On Tuesday 07 June 2011, 15:22:38, Manfred Lotz wrote:
On Mon, 6 Jun 2011 21:55:23 +0200
Daniel Fischer
wrote: Problem, part 2, the real problem.
The point is that getXmlContent doesn't really parse the file yet, it returns a thunk saying how to get the result from the file contents. Therefore, it doesn't need to read the entire file, just enough of it to find out whether parseXMLDoc returns a Just contents or a Nothing.
Then you close the handle, explicitly. That means, it's closed immediately, leaving the unread portion of the file unread. If the bla bla is long enough, the location tag is in the unread part, and when finally the search for that tag is forced by printing, the tag is not contained in the input.
If you leave out the call to hClose, leaving the closing to hGetContents when it reaches the end of the file, the file contents is not truncated, and the location found.
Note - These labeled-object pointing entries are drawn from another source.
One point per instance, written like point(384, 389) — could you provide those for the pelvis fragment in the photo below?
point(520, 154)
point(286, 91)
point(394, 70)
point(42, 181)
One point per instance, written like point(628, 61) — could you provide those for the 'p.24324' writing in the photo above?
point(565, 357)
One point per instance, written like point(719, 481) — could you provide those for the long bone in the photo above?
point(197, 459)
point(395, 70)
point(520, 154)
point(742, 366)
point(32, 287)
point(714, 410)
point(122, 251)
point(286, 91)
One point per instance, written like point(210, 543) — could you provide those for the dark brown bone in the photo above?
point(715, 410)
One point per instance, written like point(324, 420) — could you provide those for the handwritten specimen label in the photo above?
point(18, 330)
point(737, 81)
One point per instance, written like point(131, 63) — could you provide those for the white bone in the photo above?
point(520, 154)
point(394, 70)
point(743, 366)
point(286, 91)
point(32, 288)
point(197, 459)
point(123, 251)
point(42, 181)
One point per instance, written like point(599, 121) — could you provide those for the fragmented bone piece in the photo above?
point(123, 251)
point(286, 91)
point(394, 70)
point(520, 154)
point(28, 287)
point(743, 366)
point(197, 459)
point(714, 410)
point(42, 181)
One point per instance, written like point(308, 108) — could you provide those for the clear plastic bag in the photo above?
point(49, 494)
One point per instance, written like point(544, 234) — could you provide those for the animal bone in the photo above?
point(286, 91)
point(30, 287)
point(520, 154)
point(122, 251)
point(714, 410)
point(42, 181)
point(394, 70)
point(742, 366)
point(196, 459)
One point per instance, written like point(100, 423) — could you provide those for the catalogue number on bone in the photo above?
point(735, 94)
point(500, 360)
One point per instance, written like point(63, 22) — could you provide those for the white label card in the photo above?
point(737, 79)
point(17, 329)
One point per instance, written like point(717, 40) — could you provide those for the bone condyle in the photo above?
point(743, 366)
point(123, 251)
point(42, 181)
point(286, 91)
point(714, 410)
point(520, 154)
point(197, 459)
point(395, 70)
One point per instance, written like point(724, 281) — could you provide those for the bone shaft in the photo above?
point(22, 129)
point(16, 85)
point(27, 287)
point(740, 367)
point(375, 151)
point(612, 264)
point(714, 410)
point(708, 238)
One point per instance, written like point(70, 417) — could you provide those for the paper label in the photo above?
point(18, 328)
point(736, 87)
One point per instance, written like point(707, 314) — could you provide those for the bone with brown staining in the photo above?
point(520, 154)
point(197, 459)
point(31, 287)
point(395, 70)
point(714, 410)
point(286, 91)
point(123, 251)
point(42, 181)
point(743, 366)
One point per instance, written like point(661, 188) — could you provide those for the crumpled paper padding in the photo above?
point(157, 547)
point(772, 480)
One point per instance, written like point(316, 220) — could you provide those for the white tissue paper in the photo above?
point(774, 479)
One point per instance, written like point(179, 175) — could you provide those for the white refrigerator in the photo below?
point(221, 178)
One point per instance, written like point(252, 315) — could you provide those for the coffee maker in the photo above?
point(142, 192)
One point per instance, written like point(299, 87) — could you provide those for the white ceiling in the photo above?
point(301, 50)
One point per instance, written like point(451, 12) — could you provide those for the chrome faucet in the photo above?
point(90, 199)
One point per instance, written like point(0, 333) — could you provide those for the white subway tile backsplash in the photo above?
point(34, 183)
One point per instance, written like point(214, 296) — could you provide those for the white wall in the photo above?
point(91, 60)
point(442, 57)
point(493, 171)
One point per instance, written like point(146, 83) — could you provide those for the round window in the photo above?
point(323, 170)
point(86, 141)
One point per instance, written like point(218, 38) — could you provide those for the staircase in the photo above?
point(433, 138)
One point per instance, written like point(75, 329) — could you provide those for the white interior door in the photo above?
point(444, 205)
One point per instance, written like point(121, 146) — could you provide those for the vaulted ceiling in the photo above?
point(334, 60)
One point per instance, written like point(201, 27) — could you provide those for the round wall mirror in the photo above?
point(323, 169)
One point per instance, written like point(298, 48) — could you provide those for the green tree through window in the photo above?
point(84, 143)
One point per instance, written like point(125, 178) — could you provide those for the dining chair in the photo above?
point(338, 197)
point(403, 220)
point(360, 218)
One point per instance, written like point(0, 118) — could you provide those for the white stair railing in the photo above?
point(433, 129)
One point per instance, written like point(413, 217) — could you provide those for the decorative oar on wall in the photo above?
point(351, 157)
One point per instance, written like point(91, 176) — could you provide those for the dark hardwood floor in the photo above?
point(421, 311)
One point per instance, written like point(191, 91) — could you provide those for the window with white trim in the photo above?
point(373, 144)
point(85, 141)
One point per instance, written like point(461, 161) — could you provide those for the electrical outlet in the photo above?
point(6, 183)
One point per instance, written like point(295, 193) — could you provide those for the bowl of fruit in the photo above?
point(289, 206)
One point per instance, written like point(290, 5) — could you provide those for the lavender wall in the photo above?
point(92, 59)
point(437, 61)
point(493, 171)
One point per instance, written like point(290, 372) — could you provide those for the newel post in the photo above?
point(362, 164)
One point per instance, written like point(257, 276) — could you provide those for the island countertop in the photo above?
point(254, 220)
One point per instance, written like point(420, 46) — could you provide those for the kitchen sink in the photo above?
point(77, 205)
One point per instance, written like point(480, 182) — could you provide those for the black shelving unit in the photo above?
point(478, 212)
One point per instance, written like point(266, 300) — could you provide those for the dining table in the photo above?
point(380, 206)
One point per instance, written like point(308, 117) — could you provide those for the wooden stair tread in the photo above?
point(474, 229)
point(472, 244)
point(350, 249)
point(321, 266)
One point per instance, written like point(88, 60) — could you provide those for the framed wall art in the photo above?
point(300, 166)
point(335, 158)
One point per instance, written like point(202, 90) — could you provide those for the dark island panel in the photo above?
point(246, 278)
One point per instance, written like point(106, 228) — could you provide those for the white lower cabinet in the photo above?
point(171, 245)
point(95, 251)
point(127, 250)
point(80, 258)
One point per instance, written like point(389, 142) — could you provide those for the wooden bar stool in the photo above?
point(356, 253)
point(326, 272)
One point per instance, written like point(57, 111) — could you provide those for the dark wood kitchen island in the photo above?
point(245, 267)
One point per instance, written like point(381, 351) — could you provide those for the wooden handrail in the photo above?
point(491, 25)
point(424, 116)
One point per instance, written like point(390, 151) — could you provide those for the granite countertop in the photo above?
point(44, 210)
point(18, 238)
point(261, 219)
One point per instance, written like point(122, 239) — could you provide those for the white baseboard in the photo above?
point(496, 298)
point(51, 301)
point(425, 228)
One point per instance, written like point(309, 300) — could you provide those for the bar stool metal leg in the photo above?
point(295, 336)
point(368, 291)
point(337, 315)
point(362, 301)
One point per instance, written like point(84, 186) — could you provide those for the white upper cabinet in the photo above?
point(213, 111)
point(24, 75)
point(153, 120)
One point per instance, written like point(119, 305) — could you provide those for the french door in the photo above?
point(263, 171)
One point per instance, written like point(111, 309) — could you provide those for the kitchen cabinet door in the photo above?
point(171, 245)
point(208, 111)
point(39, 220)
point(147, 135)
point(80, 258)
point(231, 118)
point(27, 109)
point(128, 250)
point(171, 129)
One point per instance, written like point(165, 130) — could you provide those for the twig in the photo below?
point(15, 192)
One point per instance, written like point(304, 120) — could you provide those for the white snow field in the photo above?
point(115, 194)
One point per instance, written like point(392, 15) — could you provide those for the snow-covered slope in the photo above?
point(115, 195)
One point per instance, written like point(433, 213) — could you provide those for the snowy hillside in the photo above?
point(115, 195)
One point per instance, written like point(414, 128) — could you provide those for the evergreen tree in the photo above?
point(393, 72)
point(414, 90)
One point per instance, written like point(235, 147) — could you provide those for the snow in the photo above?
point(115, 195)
But then the file handle might remain half-closed longer than you wish (you could run out of file handles if you open a lot of files without explicitly closing them before the next [bunch] is opened).
I ran out of handles in the first place that's why I had changed the code just to got bitten by the IO laziness. Thanks for explaining it to me. Changing the sample code to use either bracket or withBinaryFile (implicitly bracket) makes it work indeed.
When I go back to my original program it seems I cannot get rid easily of the laziness.
I process a bunch of xml files like this:
import qualified Data.Map as M ...
-- xmlfiles is a list of [FilePath] ht <- foldM insertXml M.empty xmlfiles mapM_ printEntry (M.toList ht)
and in insertXML I now have
insertXml m xf = do U.withBinaryFile xf ReadMode (\handle -> do ct <- getXmlContent xf handle let k = ctName ct let m' = if k /= "" then if M.lookup k m == Nothing then M.insert k ct m else m else m return m')
I'm not sure if it is obvious where my mistake here lies. If not I have to try to make this a working minimal example.
I wrote:
If you force the result before closing the handle, enough of the file is read to find the desired elements,
You're not forcing the result. You can choose to force in getXmlContent by seq'ing on name, location and whatever else fields you have, then using a strict return (return $! m') in the withBinaryFile action is sufficient, or you can do all the forcing in the withBinaryFile action, for example do ct@(CTest !nm !loc) <- getXmlContent xf handle ... return $! m' with BangPatterns (use seq if you want your code to be portable to other implementations than GHC).